A, The network of 50 overlapping KEGG, Reactome, and BioCarta pathways that were significantly-enriched in the proteome and gene targets of miRs altered by disease in both intact carotid artery and aortic valve tissue EVs (n=6 normal carotid arteries, n=4 diseased carotid artery atherosclerotic plaques, n=6 normal aortic valves, n=4 diseased calcified aortic valves). Pathways are nodes (node size corresponds to -log(q-value)) and shared detected genes between pathways are edges (edge thickness matches the Jaccard index of overlap between detected genes of the two connected pathway nodes). B, Louvain clustering revealed 4 distinct annotations shared by disease-altered cardiovascular tissue-derived EV cargoes, including modulation of intracellular signaling cascades and cell cycle regulation and apoptosis. Pathway network betweenness-centrality scores (inset) implicate estrogen/epidermal growth factor signaling as a key common molecular constituent of tissue EVs.

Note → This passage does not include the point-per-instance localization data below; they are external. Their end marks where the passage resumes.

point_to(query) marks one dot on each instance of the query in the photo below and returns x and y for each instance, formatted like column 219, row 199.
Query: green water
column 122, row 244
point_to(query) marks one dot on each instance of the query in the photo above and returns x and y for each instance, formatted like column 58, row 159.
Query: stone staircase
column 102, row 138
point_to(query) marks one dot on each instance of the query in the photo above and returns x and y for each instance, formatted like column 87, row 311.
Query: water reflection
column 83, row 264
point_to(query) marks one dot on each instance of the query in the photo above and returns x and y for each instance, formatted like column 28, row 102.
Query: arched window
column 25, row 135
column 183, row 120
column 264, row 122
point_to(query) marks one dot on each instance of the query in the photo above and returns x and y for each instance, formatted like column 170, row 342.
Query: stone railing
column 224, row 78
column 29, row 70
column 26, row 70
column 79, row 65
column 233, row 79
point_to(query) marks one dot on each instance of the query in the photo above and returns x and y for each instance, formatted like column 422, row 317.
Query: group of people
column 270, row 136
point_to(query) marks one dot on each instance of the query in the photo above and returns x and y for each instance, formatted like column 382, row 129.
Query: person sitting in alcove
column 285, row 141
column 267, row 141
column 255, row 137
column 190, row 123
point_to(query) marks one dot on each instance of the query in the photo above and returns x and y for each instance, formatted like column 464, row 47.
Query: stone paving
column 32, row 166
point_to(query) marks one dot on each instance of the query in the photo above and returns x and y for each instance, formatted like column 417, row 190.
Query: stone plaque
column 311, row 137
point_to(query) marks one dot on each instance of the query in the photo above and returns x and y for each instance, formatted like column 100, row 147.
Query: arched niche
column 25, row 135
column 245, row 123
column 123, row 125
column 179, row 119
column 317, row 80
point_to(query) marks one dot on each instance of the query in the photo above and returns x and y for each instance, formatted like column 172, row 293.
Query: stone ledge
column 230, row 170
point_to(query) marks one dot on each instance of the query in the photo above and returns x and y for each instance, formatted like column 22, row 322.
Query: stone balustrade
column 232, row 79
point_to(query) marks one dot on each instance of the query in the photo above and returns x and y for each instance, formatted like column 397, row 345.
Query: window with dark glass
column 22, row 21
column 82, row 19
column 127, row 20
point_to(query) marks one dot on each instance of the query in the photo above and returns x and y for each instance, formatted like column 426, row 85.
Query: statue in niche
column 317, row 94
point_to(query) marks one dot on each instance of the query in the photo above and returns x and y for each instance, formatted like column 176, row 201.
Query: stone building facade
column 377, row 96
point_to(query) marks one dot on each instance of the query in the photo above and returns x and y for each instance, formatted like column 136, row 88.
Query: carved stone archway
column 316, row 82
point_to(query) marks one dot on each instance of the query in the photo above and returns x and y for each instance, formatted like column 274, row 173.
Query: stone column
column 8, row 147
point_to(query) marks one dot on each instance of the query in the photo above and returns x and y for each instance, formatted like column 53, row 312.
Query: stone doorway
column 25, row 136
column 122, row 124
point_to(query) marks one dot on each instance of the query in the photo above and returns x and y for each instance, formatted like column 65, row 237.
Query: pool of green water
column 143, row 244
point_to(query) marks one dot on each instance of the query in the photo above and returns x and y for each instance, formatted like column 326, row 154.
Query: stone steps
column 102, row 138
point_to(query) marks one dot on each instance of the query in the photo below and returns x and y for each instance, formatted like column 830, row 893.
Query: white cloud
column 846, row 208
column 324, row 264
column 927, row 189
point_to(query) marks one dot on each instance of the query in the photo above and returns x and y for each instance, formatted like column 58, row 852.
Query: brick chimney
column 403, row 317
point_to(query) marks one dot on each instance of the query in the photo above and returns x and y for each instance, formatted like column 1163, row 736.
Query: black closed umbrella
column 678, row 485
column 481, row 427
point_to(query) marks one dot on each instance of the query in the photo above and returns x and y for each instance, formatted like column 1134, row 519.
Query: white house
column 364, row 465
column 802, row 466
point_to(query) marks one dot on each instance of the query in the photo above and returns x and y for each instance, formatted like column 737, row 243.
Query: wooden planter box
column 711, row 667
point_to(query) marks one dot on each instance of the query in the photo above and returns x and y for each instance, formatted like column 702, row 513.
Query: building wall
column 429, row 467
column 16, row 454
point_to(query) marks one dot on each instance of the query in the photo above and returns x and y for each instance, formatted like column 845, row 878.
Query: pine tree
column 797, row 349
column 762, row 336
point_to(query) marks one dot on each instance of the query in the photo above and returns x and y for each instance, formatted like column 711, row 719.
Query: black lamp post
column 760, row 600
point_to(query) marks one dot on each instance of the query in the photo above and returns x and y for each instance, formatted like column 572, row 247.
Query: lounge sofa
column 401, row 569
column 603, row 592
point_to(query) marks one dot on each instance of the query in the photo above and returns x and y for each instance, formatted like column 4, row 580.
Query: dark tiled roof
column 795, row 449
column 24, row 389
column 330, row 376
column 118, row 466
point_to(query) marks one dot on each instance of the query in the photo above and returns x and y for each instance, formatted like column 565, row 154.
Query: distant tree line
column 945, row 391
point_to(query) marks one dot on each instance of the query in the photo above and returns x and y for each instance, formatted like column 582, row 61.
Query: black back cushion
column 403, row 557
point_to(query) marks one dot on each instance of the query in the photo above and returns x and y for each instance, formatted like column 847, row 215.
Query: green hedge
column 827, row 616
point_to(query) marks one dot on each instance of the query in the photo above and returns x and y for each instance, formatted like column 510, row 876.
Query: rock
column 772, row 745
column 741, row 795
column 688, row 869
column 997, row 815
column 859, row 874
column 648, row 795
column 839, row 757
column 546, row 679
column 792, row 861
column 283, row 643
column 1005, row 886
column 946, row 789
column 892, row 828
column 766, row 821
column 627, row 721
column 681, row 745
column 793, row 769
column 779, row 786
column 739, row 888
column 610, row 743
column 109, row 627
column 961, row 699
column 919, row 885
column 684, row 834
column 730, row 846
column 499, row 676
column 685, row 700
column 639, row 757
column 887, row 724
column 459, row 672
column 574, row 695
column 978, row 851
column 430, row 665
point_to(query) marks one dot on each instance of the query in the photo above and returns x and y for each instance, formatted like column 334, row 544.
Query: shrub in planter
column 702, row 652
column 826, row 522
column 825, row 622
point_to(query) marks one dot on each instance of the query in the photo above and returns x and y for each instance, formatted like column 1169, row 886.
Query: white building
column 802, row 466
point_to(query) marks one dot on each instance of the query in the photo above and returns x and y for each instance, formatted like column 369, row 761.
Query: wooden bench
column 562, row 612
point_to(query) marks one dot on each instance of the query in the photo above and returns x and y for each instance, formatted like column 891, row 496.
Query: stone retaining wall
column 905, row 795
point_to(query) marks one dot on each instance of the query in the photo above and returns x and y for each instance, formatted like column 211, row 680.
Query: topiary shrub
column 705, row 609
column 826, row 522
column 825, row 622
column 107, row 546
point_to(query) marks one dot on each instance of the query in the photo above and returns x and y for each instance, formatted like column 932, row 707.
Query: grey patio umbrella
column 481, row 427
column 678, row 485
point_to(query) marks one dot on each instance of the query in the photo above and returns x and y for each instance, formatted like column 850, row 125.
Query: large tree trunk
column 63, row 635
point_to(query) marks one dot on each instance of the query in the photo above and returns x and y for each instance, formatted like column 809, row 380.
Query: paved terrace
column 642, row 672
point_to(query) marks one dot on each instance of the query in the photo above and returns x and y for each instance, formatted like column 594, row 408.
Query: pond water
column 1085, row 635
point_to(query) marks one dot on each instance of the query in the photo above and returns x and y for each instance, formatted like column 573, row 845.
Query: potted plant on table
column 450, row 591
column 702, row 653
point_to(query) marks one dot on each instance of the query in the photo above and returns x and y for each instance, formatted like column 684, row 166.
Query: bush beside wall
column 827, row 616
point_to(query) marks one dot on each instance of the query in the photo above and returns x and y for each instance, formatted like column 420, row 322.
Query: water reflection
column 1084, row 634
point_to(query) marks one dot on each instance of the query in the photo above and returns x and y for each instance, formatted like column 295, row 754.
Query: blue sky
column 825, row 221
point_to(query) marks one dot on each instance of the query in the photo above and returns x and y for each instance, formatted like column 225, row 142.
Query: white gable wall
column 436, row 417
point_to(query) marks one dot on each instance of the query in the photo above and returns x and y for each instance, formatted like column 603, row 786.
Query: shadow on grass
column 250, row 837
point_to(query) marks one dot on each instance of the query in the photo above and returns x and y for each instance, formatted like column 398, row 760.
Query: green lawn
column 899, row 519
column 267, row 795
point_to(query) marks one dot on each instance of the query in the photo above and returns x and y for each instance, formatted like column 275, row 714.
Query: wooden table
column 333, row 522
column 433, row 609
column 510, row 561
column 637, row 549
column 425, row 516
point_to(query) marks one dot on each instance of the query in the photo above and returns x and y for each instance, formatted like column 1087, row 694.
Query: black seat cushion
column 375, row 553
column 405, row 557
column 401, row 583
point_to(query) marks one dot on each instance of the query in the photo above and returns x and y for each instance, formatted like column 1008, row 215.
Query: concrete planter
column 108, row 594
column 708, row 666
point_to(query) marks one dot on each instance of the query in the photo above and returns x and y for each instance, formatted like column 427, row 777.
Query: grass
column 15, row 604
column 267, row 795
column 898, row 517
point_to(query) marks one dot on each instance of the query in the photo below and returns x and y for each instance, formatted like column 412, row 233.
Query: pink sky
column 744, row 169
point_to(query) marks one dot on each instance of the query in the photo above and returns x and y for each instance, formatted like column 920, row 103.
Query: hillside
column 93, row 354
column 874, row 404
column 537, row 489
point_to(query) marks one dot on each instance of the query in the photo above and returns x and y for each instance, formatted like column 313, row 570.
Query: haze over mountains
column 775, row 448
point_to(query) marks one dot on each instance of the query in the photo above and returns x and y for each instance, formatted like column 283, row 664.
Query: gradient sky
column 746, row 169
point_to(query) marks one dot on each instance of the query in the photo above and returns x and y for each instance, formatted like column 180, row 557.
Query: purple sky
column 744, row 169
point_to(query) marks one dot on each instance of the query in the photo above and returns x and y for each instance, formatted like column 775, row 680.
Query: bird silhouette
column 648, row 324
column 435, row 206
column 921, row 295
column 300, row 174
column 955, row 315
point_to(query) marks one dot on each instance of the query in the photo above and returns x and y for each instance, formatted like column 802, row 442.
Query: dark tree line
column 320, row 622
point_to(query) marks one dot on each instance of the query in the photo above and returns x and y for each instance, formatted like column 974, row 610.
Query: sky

Figure 7:. Integration of EV Multi-Omics Identifies Modulators of Calcification.

A and B, Overlap of KEGG, Reactome, and BioCarta pathways enriched amongst tissue EV proteins and unique gene targets of tissue EV miRs that were differentially-enriched between intact normal and diseased carotid arteries (A) and aortic valves (B). N=6 normal carotid arteries, n=4 diseased carotid artery atherosclerotic plaques, n=6 normal aortic valves, n=4 diseased calcified aortic valves. C and D,Protein-protein interaction networks further prioritized candidate EV-derived calcification modulators: constituents of selected overlapping carotid artery (C, blue nodes; FGFR2, PPP2CA, ADAM17) and aortic valve pathways (D, green nodes; WNT5A, APP, APC) that were significantly altered by disease progression in EV multi-omics had high betweenness-centrality scores in their respective networks. Node diameter corresponds to node degree. E and G, Relative mRNA expression levels of FGFR2, PPP2CA, ADAM17, WNT5A, APP, and APC vs. GAPDH in primary human carotid artery smooth muscle cells (hCtASMCs, E) and human aortic valvular interstitial cells (hVICs, G) after 6 days in normal medium (NM) incubated with scrambled siRNA (siSCR) or siRNA targeting FGFR2, PPP2CA, ADAM17, WNT5A, APP, and APC (siFGFR2, siPPP2CA, siADAM17, siWNT5A, siAPP, siAPC) demonstrated robust knockdown of target gene expression; n=1 donor per cell type, triplicate wells per donor, duplicate qPCR reactions averaged per well; mean±SD; *p<0.05, ***p<0.001, ****p<0.0001. F and H, Representative Alizarin red staining of target knockdown in hCtASMCs (F) and hVICs (H) at days 14–21 in NM or pro-calcifying medium (PM) culture. I and J, Quantification of solubilized Alizarin red stain in hCtASMCs (I) and hVICs (J) treated as in F and H for 14 and 21 days confirmed that inhibition of molecules identified by integration of EV multi-omics in A-D significantly modulated calcification of human vascular and valvular cells; n=3 hCtASMC donors and 3 hVIC donors, duplicate wells averaged per timepoint per donor; *p<0.05, **p<0.01. Grey bars indicate the minimum to maximum intensity range of the NM siSCR condition.